Counties in Kenya to share mining royalties

The final stages of making regulations that will guide on the sharing process of mining royalties in Kenya are underway.

Mining, Blue Economy and Maritime Affairs Cabinet Secretary Salim Mvurya announced that counties will soon have a share of the royalties. CS Mvurya noted that the Mining Act 2016 directed that revenue from minerals was to be shared between the national government, the county government and community living in the mining areas with each getting 70, 20 and ten percent respectively.

“My team is finalising a few grey areas in the Mining Act. The regulations will be taken to parliament and once adopted, the communities will start receiving their rightful share of revenues from minerals. We are also going to ensure counties received royalties owed to them as dictated by law,” said the CS.

Potential growth

The mining sector currently contributes less than 1% of Kenya’s GDP but has potential capacity to contribute 4% to 10%. This means that much of Kenya’s natural resource wealth is yet to be exploited and there could be significant opportunity for growth.

Metallic minerals currently produced in the country include titanium, gold and iron ore. Export statistics for Kenya indicate a constantly growing sector. In 2014, for instance, Kenya exported 281,503 mt of ilmenite, 52,465 mt of rutile and 23,000 mt of

Zircon. It is however expected that with increased development, the country could contribute substantially to annual global supply. With further exploration and uptake of mineral rights then, it is estimated that Kenya will have the capacity to position itself as a regional mining sector hub for Eastern Africa.

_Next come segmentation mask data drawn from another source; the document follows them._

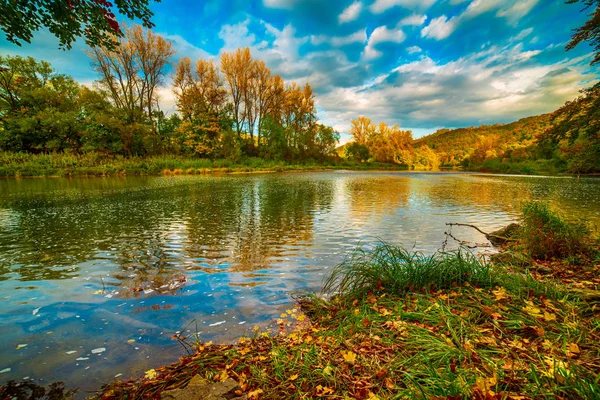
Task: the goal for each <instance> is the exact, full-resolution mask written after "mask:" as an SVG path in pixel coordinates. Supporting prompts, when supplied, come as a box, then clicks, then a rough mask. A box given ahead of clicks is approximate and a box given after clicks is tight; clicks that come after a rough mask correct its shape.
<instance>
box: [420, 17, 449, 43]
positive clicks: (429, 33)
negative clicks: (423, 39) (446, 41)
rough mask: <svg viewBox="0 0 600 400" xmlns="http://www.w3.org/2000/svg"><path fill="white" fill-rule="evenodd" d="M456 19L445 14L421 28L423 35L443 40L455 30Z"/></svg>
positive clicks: (431, 38) (437, 39)
mask: <svg viewBox="0 0 600 400" xmlns="http://www.w3.org/2000/svg"><path fill="white" fill-rule="evenodd" d="M455 28H456V21H455V20H454V18H450V19H448V18H447V17H446V16H445V15H442V16H441V17H438V18H435V19H433V20H431V22H430V23H429V25H427V26H426V27H424V28H423V29H422V30H421V37H426V38H431V39H436V40H442V39H445V38H447V37H448V36H450V35H451V34H452V32H454V29H455Z"/></svg>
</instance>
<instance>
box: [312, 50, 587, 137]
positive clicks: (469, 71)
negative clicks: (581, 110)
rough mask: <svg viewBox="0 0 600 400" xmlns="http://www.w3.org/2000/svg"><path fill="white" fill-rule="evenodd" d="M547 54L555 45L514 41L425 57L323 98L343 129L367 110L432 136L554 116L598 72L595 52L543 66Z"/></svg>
mask: <svg viewBox="0 0 600 400" xmlns="http://www.w3.org/2000/svg"><path fill="white" fill-rule="evenodd" d="M372 50H374V49H372ZM365 51H367V49H365ZM375 51H376V50H375ZM546 51H548V52H552V51H553V47H552V46H549V47H547V48H546V49H541V50H534V51H531V50H529V51H525V50H523V46H522V45H521V44H516V45H514V43H513V44H509V45H505V46H499V47H498V46H491V47H489V48H486V49H485V50H482V51H480V52H478V53H474V54H470V55H467V56H465V57H462V58H460V59H458V60H455V61H452V62H449V63H445V64H444V63H439V62H436V61H435V60H434V59H432V58H430V57H426V56H424V57H421V58H420V59H419V60H417V61H413V62H410V63H407V64H402V65H399V66H397V67H396V68H394V69H392V70H391V71H389V73H386V74H383V75H380V76H378V77H376V78H375V79H372V80H371V81H370V82H369V83H367V84H360V85H357V86H355V87H345V88H341V87H338V88H334V89H333V90H331V91H330V92H328V93H325V94H322V95H319V96H318V102H319V110H320V115H322V116H323V118H324V120H325V121H326V122H327V123H328V124H333V125H336V126H339V127H345V130H344V129H341V128H340V129H339V130H340V131H342V132H347V131H348V129H349V128H350V127H349V122H350V121H351V120H352V119H354V118H356V116H358V115H365V114H366V115H368V116H369V117H370V118H371V119H372V120H375V121H385V122H387V123H389V124H396V123H398V124H400V125H401V126H403V127H405V128H407V129H410V128H413V127H417V128H421V129H417V131H418V132H421V133H426V131H427V129H435V128H436V127H440V126H445V127H459V126H471V125H480V124H484V123H487V124H490V123H495V122H510V121H515V120H517V119H519V118H523V117H526V116H530V115H539V114H542V113H547V112H550V111H553V110H555V109H557V108H558V107H560V106H561V105H562V104H563V103H564V102H565V101H567V100H570V99H573V98H574V97H576V96H577V94H578V90H579V89H580V88H581V87H582V86H584V85H589V82H590V80H591V79H594V78H597V76H591V75H586V72H585V71H586V70H587V62H589V57H588V58H585V57H582V58H580V59H574V60H563V61H560V62H557V63H556V64H554V65H548V66H541V65H539V64H536V63H535V58H536V57H543V54H544V52H546ZM532 61H533V63H532ZM415 136H416V135H415Z"/></svg>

Kenya also recently made announcements of having world class deposits of rare earth elements in the coastal region of the country. The recent discoveries are estimated to be worth USD 62.4B and will propel Kenya to the list of top five countries with rare earth deposits in the world. In addition, the country has the world’s top six deposits for Niobium. Commercial deposits of coal have been discovered in the north eastern region of the country and are currently under review for potential uses and production. The country ranks third in the world in ash producing and seventh producer of fluorspar.